Inside any phase subfolder, **one bundle = three files sharing a stem**:
`{name}_corpus.md` (ground truth) · `{NAME}.md` (guide) · `{name}.html`
(the player you practice with).

---

## For builders

If you are **building** bundles (not learning from them), the law lives in
[`./HOW_TO_RESEARCH.md`](./HOW_TO_RESEARCH.md). It encodes:

- The **one rule** (every example cited; nothing invented).
- The **triple-per-bundle** model and each file’s hard rules.
- The **worker prompt template** + the mandatory Tailwind v4 head + shared
  `@theme` dark palette every `.html` must use verbatim.
- The **verification sweep** every bundle must pass before it ships.
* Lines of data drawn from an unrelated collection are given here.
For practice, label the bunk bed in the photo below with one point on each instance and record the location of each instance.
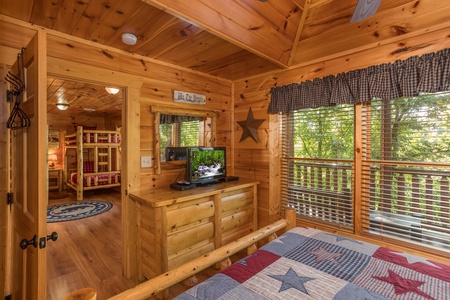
(306, 263)
(97, 155)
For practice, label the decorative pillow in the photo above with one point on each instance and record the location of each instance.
(88, 166)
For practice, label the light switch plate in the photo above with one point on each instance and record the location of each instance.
(146, 161)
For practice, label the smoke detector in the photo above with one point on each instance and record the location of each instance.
(129, 39)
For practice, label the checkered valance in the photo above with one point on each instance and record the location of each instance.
(170, 119)
(428, 73)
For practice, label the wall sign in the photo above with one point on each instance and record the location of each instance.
(185, 97)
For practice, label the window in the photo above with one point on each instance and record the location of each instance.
(318, 162)
(402, 172)
(181, 134)
(406, 169)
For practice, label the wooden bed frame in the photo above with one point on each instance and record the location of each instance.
(158, 286)
(101, 147)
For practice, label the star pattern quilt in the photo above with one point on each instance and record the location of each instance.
(306, 263)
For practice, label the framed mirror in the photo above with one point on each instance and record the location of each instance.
(176, 128)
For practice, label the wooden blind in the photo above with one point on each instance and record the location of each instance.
(190, 133)
(406, 170)
(317, 164)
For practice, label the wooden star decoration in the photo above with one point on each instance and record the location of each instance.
(249, 126)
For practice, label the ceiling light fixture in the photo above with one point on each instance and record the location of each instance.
(129, 39)
(62, 106)
(112, 91)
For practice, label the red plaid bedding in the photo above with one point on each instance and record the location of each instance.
(307, 263)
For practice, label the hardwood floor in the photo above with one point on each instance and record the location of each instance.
(88, 252)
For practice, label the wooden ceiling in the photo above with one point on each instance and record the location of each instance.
(234, 39)
(82, 98)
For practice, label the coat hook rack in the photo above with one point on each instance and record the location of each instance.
(18, 118)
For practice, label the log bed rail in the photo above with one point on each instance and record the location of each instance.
(162, 282)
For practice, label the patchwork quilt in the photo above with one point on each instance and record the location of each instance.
(307, 263)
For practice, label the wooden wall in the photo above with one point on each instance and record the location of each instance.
(159, 82)
(256, 160)
(260, 160)
(156, 92)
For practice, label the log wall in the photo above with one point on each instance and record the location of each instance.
(260, 160)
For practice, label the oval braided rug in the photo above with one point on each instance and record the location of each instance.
(76, 210)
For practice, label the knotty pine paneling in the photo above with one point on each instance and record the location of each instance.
(255, 92)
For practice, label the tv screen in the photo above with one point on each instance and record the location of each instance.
(206, 164)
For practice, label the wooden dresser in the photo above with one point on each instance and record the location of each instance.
(177, 226)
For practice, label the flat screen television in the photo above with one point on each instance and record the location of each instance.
(206, 165)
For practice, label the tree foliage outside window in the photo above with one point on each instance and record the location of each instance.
(419, 129)
(324, 133)
(182, 134)
(404, 168)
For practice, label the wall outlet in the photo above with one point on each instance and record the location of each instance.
(146, 161)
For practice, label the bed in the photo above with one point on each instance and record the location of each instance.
(306, 263)
(96, 155)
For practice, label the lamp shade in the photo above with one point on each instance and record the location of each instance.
(111, 90)
(62, 106)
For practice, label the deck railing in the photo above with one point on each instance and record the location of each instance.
(322, 191)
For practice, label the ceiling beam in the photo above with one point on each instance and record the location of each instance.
(299, 31)
(229, 26)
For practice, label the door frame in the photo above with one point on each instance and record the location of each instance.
(130, 172)
(5, 256)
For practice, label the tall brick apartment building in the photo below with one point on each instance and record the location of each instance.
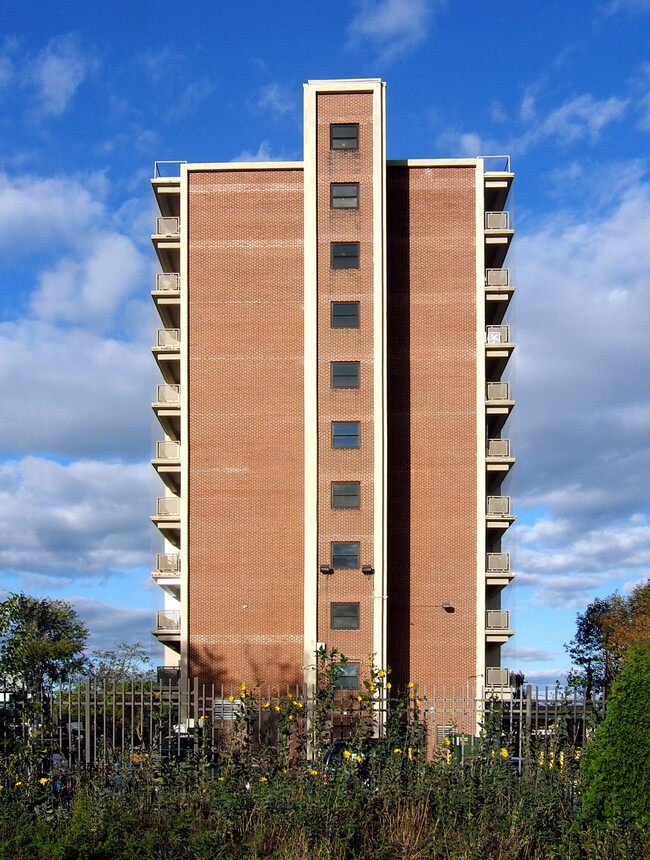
(332, 407)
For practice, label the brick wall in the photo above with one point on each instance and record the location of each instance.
(432, 424)
(246, 462)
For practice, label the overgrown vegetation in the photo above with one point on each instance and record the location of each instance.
(272, 790)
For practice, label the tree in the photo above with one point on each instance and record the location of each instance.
(606, 631)
(615, 765)
(121, 663)
(41, 640)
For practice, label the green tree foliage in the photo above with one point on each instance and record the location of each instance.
(606, 631)
(41, 640)
(615, 766)
(121, 663)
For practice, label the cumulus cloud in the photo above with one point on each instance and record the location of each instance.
(92, 289)
(393, 27)
(53, 208)
(277, 99)
(71, 392)
(84, 520)
(56, 73)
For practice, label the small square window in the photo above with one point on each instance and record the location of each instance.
(346, 494)
(345, 314)
(345, 374)
(345, 555)
(345, 434)
(345, 616)
(345, 255)
(348, 677)
(344, 136)
(344, 195)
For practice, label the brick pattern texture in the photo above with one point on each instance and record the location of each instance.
(345, 225)
(432, 484)
(246, 461)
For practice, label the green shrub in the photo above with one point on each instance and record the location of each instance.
(616, 773)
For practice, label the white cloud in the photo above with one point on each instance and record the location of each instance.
(394, 27)
(57, 72)
(92, 289)
(86, 520)
(53, 209)
(277, 99)
(71, 392)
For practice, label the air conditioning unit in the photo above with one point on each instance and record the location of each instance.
(497, 220)
(168, 226)
(498, 505)
(498, 448)
(498, 562)
(168, 281)
(495, 676)
(497, 619)
(498, 391)
(497, 334)
(497, 277)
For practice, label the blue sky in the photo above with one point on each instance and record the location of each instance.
(92, 94)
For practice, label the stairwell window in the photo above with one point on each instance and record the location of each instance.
(344, 616)
(345, 255)
(344, 195)
(345, 314)
(344, 135)
(346, 495)
(345, 555)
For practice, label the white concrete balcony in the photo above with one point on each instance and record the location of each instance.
(498, 349)
(498, 405)
(497, 569)
(498, 461)
(167, 464)
(168, 627)
(167, 409)
(168, 573)
(168, 518)
(498, 236)
(167, 298)
(498, 293)
(167, 353)
(498, 516)
(497, 626)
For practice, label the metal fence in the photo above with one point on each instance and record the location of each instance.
(88, 720)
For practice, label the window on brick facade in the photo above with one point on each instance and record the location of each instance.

> **The golden rule of building:** the coordinator **never hand-writes a bundle.**
> Every bundle is produced by a subagent (one worker per bundle), launched in
> parallel, then verified. Fresh context per bundle keeps bundle #90 as rigorous
> as bundle #01.

---

## Honest notes

A few things we will not pretend:

- **Bundles ship incrementally.** This repo is built bundle-by-bundle by
  subagents. The dashboard (`index.html`) is the front door, but **a card’s link
  only goes live once that bundle is built.** If a card is greyed out, the bundle
  is queued, not missing — check back, or track progress in
  [`./CURRICULUM.md`](./CURRICULUM.md).
- **The `.html` player needs internet.** Styling uses the **Tailwind v4 browser
  CDN** (`cdn.jsdelivr.net/npm/@tailwindcss/browser@4`), and audio clips stream
  from **YouGlish/YouTube**. Per Tailwind’s own docs, the Play CDN is a
  **dev-only** convenience — fine for a personal learning repo on a connected
  machine, but **pages will render unstyled offline** and audio links will be
  dead. No audio files are bundled; everything is streamed from the cited native
  source.
- **Accent is flagged per chunk (US/UK),** not chosen globally. Real native usage
  varies; the corpus records which variety each example is.
- **This is not a grammar course.** We teach the chunks and speech acts that
  carry daily conversation. Deep grammar study is a different (and much slower)
  path — take it after, not instead of, this one.

---

## Next steps

- **Learner?** Open [`./index.html`](./index.html) → Phase 0 → Bundle 01.
- **Want the full day map?** [`./CURRICULUM.md`](./CURRICULUM.md).
- **Building a bundle?** [`./HOW_TO_RESEARCH.md`](./HOW_TO_RESEARCH.md).

> **Sources & further reading:** authoritative references used across this repo
> — Cambridge, Oxford Learner’s, Collins, Merriam-Webster, Macmillan;
> COCA / BNC (english-corpora.org) and wordfrequency.info (spoken sub-corpus);
> YouGlish and Forvo for audio; the Manchester Academic Phrasebank for writing.
> These are the corpora every `{name}_corpus.md` cites from.